In my Intro to Engineering class during my first semester at UCONN, I was assigned a group project of creating a catapult using limited resources.  We were given a budget of imaginary currency, and a catalog from which we could “purchase” materials that we could build our catapult with.  The catapult had to shoot a ping pong ball to hit two targets at set distances away. A combination of least amount of currency used, and high degree of accuracy with your catapult shot would win you the most points.

I decided right off the bat that I wanted to take complete creative control over this project. I typically enjoy working as a team, but for this project I wanted to really test myself and see what I could do.  I picked teammates that agreed to allow me to do all the work for the project. As soon as we were signed up, I drew up a materials list, spending the smallest amount on materials that I could manage while still purchasing what I needed.

I immediately got to work after purchasing my materials from the engineering department’s office.  After driving home to pick up some tools, I began hacking my plywood into pieces dictated by the template I drew up beforehand.  In a few hours, I had the frame assembled, and the next day I had calibrated the tension in the rubber bands so that the catapult would fire consistently to where the targets would be.
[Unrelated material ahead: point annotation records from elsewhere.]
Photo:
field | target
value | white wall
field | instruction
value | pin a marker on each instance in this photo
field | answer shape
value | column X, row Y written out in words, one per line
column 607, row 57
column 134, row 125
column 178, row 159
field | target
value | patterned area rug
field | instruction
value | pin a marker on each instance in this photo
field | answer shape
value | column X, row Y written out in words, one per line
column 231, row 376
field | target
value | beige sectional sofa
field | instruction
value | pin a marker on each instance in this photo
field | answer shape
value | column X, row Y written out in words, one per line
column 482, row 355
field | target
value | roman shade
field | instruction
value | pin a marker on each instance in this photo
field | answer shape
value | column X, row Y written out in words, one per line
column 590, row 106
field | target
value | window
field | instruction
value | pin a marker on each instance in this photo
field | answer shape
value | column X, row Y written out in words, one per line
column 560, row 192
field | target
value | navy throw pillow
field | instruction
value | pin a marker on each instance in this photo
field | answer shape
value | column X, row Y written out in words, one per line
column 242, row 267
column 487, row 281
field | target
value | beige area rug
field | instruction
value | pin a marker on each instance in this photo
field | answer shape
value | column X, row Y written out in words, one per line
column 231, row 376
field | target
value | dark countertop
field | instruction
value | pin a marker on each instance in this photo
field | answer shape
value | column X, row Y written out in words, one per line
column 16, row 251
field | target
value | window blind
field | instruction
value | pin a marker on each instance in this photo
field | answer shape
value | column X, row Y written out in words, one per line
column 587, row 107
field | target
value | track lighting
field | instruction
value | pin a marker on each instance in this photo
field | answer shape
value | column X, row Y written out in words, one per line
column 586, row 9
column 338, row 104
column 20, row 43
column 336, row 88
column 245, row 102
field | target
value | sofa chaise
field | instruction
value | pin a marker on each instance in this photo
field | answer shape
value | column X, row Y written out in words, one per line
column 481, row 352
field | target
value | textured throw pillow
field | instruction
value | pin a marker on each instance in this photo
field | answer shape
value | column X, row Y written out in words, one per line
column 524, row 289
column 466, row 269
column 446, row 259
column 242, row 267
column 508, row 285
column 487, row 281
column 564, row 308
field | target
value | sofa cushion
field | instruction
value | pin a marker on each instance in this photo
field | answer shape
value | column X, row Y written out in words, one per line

As an extra credit component of the project, we could automate the firing process using an Arduino microcontroller and a small stepper motor.  After writing a quick bit of code, and attaching the motor and Arduino, the catapult was finished.

After the competition, my catapult came in first in regards to accuracy of shots, the first target being hit exactly in the center, and the second shot landing about a foot away from its target.  With the cost of materials taken into account, my catapult came in third, still winning me and my team some prizes from the engineering department.